Meditations in the Psalms
O men, how long shall my honor be turned into shame? How long will you love vain words and seek after lies? (Psalm 4:2 ESV)
Jesus’ prayer, cried out in this Psalm, and the prayer of the Psalmist, is inspired by the thinking of the hearts of the people who rage against Him. They are wicked and ungodly people, the kings and rulers of nations, who surround Him, intent upon inflicting violence against His person. Their unrighteousness wars against His righteousness. God gives Him both grace and mercy when He answers His prayer and relieves His distress.
David, speaking for Jesus in this Psalm, asks those who dishonor Him with their lies, pointed, parallel questions. Honor means glory, glorious, abundance.Shamemeans disgrace, reproach, confusion, insult, ignominy, discredit. These combative people use propaganda to attack Jesus’ character and person. They embrace vanity or vain words, which are empty and idle speech, that lifts themselves up while tearing Him down. They seek and desire to believe and espouse lies, false, deceptive, untrue teaching and training. These are the same people who “plot in vain” (Psalm 2:1 ESV) against the “LORD and against his Anointed” (Psalm 2:2 ESV). How long are they going to continue their rebellion and vilify, belittle and slander Him?
Throughout the Jesus’ earthly ministry He consistently confronted and opposed the Jewish leaders and teachers of the law. They saw Him as a threat to their power and authority over the people. He viewed them as false teachers, who led people away from God.

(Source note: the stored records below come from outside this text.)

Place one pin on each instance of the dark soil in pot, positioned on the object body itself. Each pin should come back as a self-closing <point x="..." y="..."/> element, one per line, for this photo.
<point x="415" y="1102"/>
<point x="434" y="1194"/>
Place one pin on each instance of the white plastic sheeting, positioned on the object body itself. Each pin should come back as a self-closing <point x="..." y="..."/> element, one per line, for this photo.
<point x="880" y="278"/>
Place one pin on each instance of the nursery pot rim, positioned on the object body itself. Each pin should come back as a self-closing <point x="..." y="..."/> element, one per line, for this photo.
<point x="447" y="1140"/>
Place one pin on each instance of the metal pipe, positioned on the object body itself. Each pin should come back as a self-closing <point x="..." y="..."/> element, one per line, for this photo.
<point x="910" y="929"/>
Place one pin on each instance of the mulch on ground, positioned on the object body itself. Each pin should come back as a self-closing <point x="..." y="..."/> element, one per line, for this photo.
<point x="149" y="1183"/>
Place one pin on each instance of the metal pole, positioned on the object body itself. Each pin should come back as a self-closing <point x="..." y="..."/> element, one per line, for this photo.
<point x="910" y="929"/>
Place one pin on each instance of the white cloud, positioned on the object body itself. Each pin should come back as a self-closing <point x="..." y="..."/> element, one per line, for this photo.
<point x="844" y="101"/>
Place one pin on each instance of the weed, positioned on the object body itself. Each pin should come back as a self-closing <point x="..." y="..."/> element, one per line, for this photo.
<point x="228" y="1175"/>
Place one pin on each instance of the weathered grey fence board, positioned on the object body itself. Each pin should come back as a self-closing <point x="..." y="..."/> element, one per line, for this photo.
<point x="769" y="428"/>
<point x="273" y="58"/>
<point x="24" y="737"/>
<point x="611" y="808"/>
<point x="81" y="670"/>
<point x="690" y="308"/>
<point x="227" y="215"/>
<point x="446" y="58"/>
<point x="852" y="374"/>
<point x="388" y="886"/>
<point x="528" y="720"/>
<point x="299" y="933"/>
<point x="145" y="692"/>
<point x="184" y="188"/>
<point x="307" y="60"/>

Jesus performed a miracle, raising Lazarus from death after four days in the tomb. Lazarus’ body naturally started to decay and decompose. People reacted to Jesus’ miracle in two ways. Either they embraced Jesus, convinced He was who He said He was, or they did not believe Him and denied Him. What did Jesus declare about Himself? In the presence of the people, Jesus declared to Martha “I am the resurrection and the life. Whoever believes in me, though he die, yet shall he live, and everyone who lives and believes in me shall never die. Do you believe this?” (John 11:25-26 ESV). Even though Jesus’ miracle is undeniable, executed in public, witnessed by many people, some of those who could accurately testify to Lazarus being dead and then not being dead, denied Him. “Many of the Jews therefore, who had come with Mary and had seen what he did, believed in him, but some of them went to the Pharisees and told them what Jesus had done” (John 11:45-46 ESV). They did not deny He performed a miracle. They denied His divinity, for only God can raise the dead.
How did the Jewish leaders react? “From that day on they made plans to put him to death” (John 11:53 ESV). But Lazarus was still walking around, a living proof of the miracle performed by Jesus. People came from all around to see him who had died and been raised. They wanted to see both Jesus and Lazarus. Not only did the religious leaders plot to kill Jesus, they also arranged to kill Lazarus, the living, undeniable evidence of the power of God flowing through the Man from Nazareth.
When the large crowd of the Jews learned that Jesus was there, they came, not only on account of him but also to see Lazarus, whom he had raised from the dead. So the chief priests made plans to put Lazarus to death as well, because on account of him many of the Jews were going away and believing in Jesus. (John 12:9-11 ESV).
They plotted and schemed to murder two people who had done nothing against the law of God deserving of death. What was their motivation for premeditated murder?
“So the chief priests and the Pharisees gathered the council and said, ‘What are we to do? For this man performs many signs. If we let him go on like this, everyone will believe in him, and the Romans will come and take away both our place and our nation’” (John 11:47-48 ESV).
They, who wanted the Roman occupiers to suffer the wrath of God, were afraid the Romans would remove them from power. They were afraid the Romans would remove their place, which is their temple, and their nation, already dominated by the enemy occupiers. Comfortable in their position in the world, the Jewish leaders did not really want to obey God and trust Him. People rumbled about making Jesus their king so He could defeat the Romans and feed them (see John 6:15). Jesus would not let them. This attitude of the people was not unknown to the Jewish leaders. They were afraid of Jesus, who represented a corrosion of their authority. At least under the Romans they had some control. They loved vanity and by their plotting to murder Jesus, sought to shame Him whom they should have honored.